Tracking post-translational modifications (PTMs) as they occur inside living cells has long been one of biology’s most persistent analytical challenges. Most methods rely on breaking open cells, collecting extracts, or performing endpoint assays — approaches that obscure the rapid, dynamic nature of protein regulation. Now, researchers at Rice University have engineered a “living sensor” system that allows cells to biosynthesize and incorporate a 21st amino acid into proteins, creating bioluminescent reporters that glow when PTMs are removed.

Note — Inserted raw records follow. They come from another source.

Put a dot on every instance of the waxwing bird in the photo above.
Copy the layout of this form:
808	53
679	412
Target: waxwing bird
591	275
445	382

The platform works in bacteria, mammalian cells, and even live tumor models, giving scientists an unprecedented real-time view of enzymatic activity inside intact biological systems. In one demonstration, the team monitored the cancer-linked deacetylase SIRT1 during tumor development and found that inhibiting the enzyme blocked its molecular activity but did not slow tumor growth — challenging widely held assumptions about its role in cancer.
To learn more about this work and what living sensors could mean for the future of PTM research, drug discovery, and personalized medicine, we spoke with Han Xiao, Professor of Chemistry, Bioengineering, Biosciences at Rice University, USA, and corresponding author of the study.
What inspired the idea of creating a “living sensor” system?
The concept of a “living sensor” arose from our long-standing interest in developing tools that can directly monitor molecular events inside living systems, rather than relying on snapshots from cell extracts or tissue samples. In analytical chemistry, most measurements are taken after a biological process has already occurred. We wanted to break that limitation by designing a system that could perform continuous, in situ monitoring within cells and even animals.
How does it work?
We introduce an enzyme called RDW23166.1 into cells to make a 21st amino acid, acetyllysine. By genetic code expansion technology, we enabled cells to insert this modified amino acid into proteins during biosynthesis. When built into a luciferase reporter, acetyllysine blocks light emission — but when enzymes like SIRT1 remove the acetyl group, the light returns. This lets us directly visualize post-translational modifications inside living systems.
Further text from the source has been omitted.